Publications

2014

Okada Y, Han B, Tsoi L, Stuart P, Ellinghaus E, Tejasvi T, Chandran V, Pellett F, Pollock R, Bowcock A, Krueger G, Weichenthal M, Voorhees J, Rahman P, Gregersen P, Franke A, Nair R, Abecasis G, Gladman D, Elder J, Bakker P, Raychaudhuri S. Fine mapping major histocompatibility complex associations in psoriasis and its clinical subtypes. Am J Hum Genet. 2014;95(2):162–72.
Psoriasis vulgaris (PsV) risk is strongly associated with variation within the major histocompatibility complex (MHC) region, but its genetic architecture has yet to be fully elucidated. Here, we conducted a large-scale fine-mapping study of PsV risk in the MHC region in 9,247 PsV-affected individuals and 13,589 controls of European descent by imputing class I and II human leukocyte antigen (HLA) genes from SNP genotype data. In addition, we imputed sequence variants for MICA, an MHC HLA-like gene that has been associated with PsV, to evaluate association at that locus as well. We observed that HLA-C(∗)06:02 demonstrated the lowest p value for overall PsV risk (p = 1.7 × 10(-364)). Stepwise analysis revealed multiple HLA-C(∗)06:02-independent risk variants in both class I and class II HLA genes for PsV susceptibility (HLA-C(∗)12:03, HLA-B amino acid positions 67 and 9, HLA-A amino acid position 95, and HLA-DQα1 amino acid position 53; p < 5.0 × 10(-8)), but no apparent risk conferred by MICA. We further evaluated risk of two major clinical subtypes of PsV, psoriatic arthritis (PsA; n = 3,038) and cutaneous psoriasis (PsC; n = 3,098). We found that risk heterogeneity between PsA and PsC might be driven by HLA-B amino acid position 45 (Pomnibus = 2.2 × 10(-11)), indicating that different genetic factors underlie the overall risk of PsV and the risk of specific PsV subphenotypes. Our study illustrates the value of high-resolution HLA and MICA imputation for fine mapping causal variants in the MHC.

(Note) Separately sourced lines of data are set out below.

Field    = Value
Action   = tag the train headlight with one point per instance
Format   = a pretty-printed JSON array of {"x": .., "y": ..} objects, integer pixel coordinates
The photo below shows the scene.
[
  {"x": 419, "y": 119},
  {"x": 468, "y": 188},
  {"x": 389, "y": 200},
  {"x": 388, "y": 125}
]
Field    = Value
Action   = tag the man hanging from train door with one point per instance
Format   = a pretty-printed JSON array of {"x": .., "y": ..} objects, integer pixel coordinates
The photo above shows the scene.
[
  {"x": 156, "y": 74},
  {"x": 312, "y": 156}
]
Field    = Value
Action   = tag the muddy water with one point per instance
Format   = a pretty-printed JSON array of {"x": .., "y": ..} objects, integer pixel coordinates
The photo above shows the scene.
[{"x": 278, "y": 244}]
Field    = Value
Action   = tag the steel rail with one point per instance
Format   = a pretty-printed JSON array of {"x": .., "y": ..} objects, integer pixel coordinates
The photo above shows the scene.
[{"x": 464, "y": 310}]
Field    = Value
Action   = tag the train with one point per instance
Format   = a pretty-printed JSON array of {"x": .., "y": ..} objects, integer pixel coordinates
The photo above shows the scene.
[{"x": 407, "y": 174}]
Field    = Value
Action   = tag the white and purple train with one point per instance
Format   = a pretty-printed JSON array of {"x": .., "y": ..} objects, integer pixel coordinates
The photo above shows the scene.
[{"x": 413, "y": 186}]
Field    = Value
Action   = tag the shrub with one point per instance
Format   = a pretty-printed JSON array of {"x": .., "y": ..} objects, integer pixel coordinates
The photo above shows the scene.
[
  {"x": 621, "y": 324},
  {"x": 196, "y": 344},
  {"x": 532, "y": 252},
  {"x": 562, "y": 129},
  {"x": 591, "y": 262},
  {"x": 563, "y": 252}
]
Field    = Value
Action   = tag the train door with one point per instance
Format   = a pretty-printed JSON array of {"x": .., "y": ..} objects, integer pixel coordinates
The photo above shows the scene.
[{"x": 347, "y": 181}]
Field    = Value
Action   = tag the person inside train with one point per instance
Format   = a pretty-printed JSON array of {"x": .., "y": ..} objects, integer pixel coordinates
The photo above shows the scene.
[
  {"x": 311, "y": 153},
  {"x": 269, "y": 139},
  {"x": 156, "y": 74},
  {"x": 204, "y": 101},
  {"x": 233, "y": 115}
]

Hu X, Kim H, Raj T, Brennan P, Trynka G, Teslovich N, Slowikowski K, Chen WM, Onengut S, Baecher-Allan C, De Jager P, Rich S, Stranger B, Brenner M, Raychaudhuri S. Regulation of gene expression in autoimmune disease loci and the genetic basis of proliferation in CD4+ effector memory T cells. PLoS Genet. 2014;10(6):e1004404.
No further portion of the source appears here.